Basically, Louella Parsons was extremely powerful up until the late 1930s because she was the only gossip columnist who was anything like as powerful as she was. So studios needed her to help promote their new stars, and their old stars, and they relied on these sorts of deals they made with her to filter the presentation of the stars’ personal lives. And she did everything she could to promote the industry in the way that they wanted it promoted, and in a way that would protect it from government censorship.
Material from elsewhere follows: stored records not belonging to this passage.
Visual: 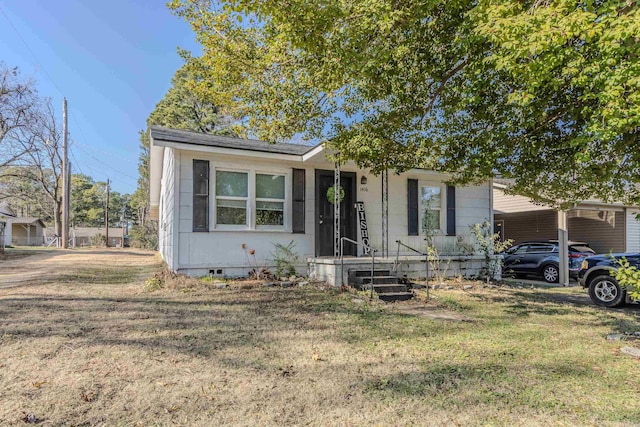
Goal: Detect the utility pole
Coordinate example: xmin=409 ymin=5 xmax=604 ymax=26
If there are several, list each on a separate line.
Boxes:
xmin=62 ymin=98 xmax=71 ymax=249
xmin=104 ymin=178 xmax=109 ymax=247
xmin=120 ymin=204 xmax=127 ymax=249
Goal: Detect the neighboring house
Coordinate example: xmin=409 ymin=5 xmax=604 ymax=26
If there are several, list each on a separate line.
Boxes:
xmin=150 ymin=126 xmax=493 ymax=283
xmin=0 ymin=202 xmax=16 ymax=248
xmin=45 ymin=227 xmax=127 ymax=248
xmin=11 ymin=217 xmax=45 ymax=246
xmin=493 ymin=182 xmax=640 ymax=253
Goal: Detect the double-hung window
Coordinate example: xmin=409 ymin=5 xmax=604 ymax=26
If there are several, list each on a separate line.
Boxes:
xmin=420 ymin=185 xmax=442 ymax=234
xmin=256 ymin=173 xmax=285 ymax=228
xmin=216 ymin=170 xmax=249 ymax=226
xmin=215 ymin=169 xmax=288 ymax=230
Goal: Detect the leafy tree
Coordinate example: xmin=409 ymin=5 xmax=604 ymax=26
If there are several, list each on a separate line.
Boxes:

As she started getting drunk on her own power—and I talk about this in some of the later episodes of the season—and studios started getting dissatisfied with the extent to which she was doing their bidding, and so we don’t know exactly who was behind it, but Louella definitely believed that she was conspired against, to have Hedda Hopper installed at the The Los Angeles Times and as a syndicated columnist to challenge her supremacy.
And the thing about Hedda Hopper is that she was kind of expected to do the bidding of the studios, but in practice she didn’t. She did the bidding of Hedda Hopper. And that made Louella even more powerful, even if she felt that she was being undercut, because now it created this sort of hegemony where if the studios wanted a story out, they had to pick one of these columnists to give it to. They had to decide which one of them would treat their interests in the way that they wanted them to be treated. And so this power structure continued really into the 1950s, to the point where the whole industry wanted to change.
Can you say more about Hedda Hopper’s right-wing politics? She worked pretty vigorously for HUAC. How far to the right do you think she was?
I talk about this a little more in this season’s future episodes, but she was very, very far right wing. She was a member of a group called The Motion Picture Alliance For The Preservation Of American Ideals, which was her and John Wayne and a few other people who were known to be extremely right wing in Hollywood. And they did unite to do whatever they could to support the House Un-American Activities Committee, and to support some other forces who were working to oust some supposed Communists, not just in Hollywood but in America.
In an episode that came out recently, I talk about how she worked with J. Edgar Hoover to essentially deport Charlie Chaplin. Ultimately, it was Chaplin’s decision to leave, but only after Hopper and Hoover had been going after him for over a decade.
What surprised you the most when you were researching the season?
I hadn’t known much about Harriet Parsons, Louella‘s daughter. She was a female film producer at a time when there were virtually no women in those positions of power at the studios. She was also a closeted gay woman. And a couple of the movies she produced were really terrific. I was particularly blown away by a film called Night Song, which I talk about in episode five of the season.
Is the kind of writing Parsons and Hopper did around today? Do you see any parallels?
In the last episode of the season I talk about basically everything that happened in gossip between when Louella and Hedda stopped working in the mid-60s, and today. The big difference is that there aren’t major personalities delivering gossip the way there were back then. If anything, the juiciest gossip is a product of anonymity—think of the “anon please” tipsters to Deux Moi, or blind items.
But in terms of doing the bidding of the studios, the way Louella did, and cheerleading for corporate content—that’s pretty much the entire mainstream movie press, particular when it comes to “reporters” who revel in junkets and swag, and those who devote slavish attention to brands like Marvel. And in terms of using coverage of movies and celebrities to spark outrage to forward a political agenda, the way Hedda did? That seems pretty common today, too.